Selasa, 22 Maret 2011

Pemerintah: UU Kepailitan Bertujuan Melindungi Kepentingan Para Pihak

Jakarta, MKOnline - Kepercayaan atau trust kepada kurator menjadi pijakan dan kunci utama dalam penunjukan kurator. Sehingga, permohonan Pemohon yang mempersoalkan Pasal 15 ayat (3) UU No. 37 Tahun 2004, khususnya frasa “Kurator yang diangkat sebagaimana dimaksud pada ayat (1) harus independen, tidak mempunyai benturan kepentingan dengan Debitor atau Kreditor…”, bukanlah persoalan konstitusionalitas. Namun, kalaupun ada kerugian, hal itu hanyalah persoalan penerapan pasal bukan dikarenakan rumusan yang multitafsir.
Demikian dinyatakan oleh perwakilan Pemerintah, Mualimin Abdi, dalam sidang pengujian Undang-Undang tentang Kepailitan dan Penundaan Kewajiban Pembayaran Utang pada Selasa (22/3) pagi, di Ruang Sidang MK. Sidang dengan nomor perkara 78/PUU-VIII/2010 ini telah memasuki agenda mendengarkan keterangan Pemerintah, DPR, dan saksi/Ahli dari Pemohon dan Pemerintah. Pada kesempatan itu, Pihak DPR tidak hadir.
Mualimin menambahkan, ketentuan dalam pasal tersebut tidak sedikitpun bermaksud menguntungkan salah satu pihak saja. Pengaturan itu, lanjutnya, malah berfungsi untuk melindungi kepentingan hukum debitor maupun kreditor serta para pihak terkait secara seimbang. “Tidak merugikan debitor dan tidak memberikan perlakuan yang berlebihan pada kreditor,” tegasnya.
Penunjukan kurator oleh Pengadilan Niaga, menurut Mualimin, bertujuan untuk melakukan pemberesan harta pailit guna menyelesaikan hak dan kewajiban kreditur maupun debitur secara seimbang dan adil. Bahkan, dalam hal penggantian kurator, menurut dia, Pengadilan Niaga bersifat pasif, yakni hanya mengabulkan permohonan dari debitor maupun kreditor.
Selain itu, sambung Mualimin, ketentuan tersebut juga dimaksudkan untuk memberikan kepastian dan perlindungan hukum kepada para pihak yang berkepentingan dalam proses pemberesan harta pailit.
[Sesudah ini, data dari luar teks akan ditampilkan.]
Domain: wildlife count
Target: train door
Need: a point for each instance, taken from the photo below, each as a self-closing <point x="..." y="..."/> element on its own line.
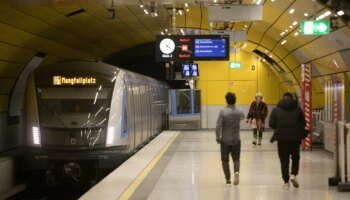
<point x="130" y="113"/>
<point x="143" y="111"/>
<point x="138" y="113"/>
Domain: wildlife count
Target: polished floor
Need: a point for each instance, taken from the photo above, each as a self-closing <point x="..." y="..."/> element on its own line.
<point x="193" y="171"/>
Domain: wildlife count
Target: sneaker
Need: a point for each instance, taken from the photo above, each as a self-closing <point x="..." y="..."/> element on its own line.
<point x="294" y="181"/>
<point x="236" y="181"/>
<point x="286" y="186"/>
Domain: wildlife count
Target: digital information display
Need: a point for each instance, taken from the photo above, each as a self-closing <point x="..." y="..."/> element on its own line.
<point x="210" y="48"/>
<point x="192" y="47"/>
<point x="190" y="70"/>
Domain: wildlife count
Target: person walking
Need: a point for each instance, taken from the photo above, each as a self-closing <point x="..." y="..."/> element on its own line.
<point x="228" y="136"/>
<point x="289" y="122"/>
<point x="256" y="116"/>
Menurutnya, setidaknya ada tiga hal yang menjadi pertimbangan dalam hal ini. Pertama, untuk menghindari perebutan harta debitor apabila dalam waktu yang sama ada beberapa kreditor yang menagih hutangnya kepada debitor.
Kedua, untuk menghindari adanya kreditor pemegang hak jaminan kebendaan yang menuntut haknya dengan cara menjual barang miliki debitor tanpa memperhatikan kepentingan para pihak lainnya, yakni debitor, kreditor, maupun pihak yang terkait. Ketiga, untuk menghindari kecurangan-kecurangan yang dilakukan oleh salah seorang kreditor atau debitor itu sendiri sehingga kreditur lainnya dirugikan. “Atau adanya perbuatan curang dari debitor untuk melarikan hartanya,” ujar Mualimin.
Oleh karena itu, ia berkesimpulan, pasal atau ketentuan dalam pasal yang diuji tersebut tidaklah bertentangan dengan Pasal 27 ayat (2), 28D ayat (1), dan 28I ayat (2) UUD 1945 sebagaimana didalilkan oleh Pemohon, malah sebaliknya telah memberikan kepastian dalam proses pengurusan dan/atau pemberesan harta pailit tersebut secara baik, cermat, tepat waktu, saling percaya, dan fairness baik terhadap debitur, kreditur maupun pihak terkait.
Untuk selanjutnya, Mahkamah akan langsung menggelar sidang pembacaan putusan. Karena Pemohon, yang tediri dari Endang Srikarti Handayani (Pemohon I), Sugeng Purwanto (Pemohon II), dan Sutriono (Pemohon III) tidak menggunakan haknya untuk menghadirkan saksi ataupun ahli. “Saya serahkan kepada MK,” ungkap Endang yang juga diamini oleh Pemohon lainnya. (Dodi/mh)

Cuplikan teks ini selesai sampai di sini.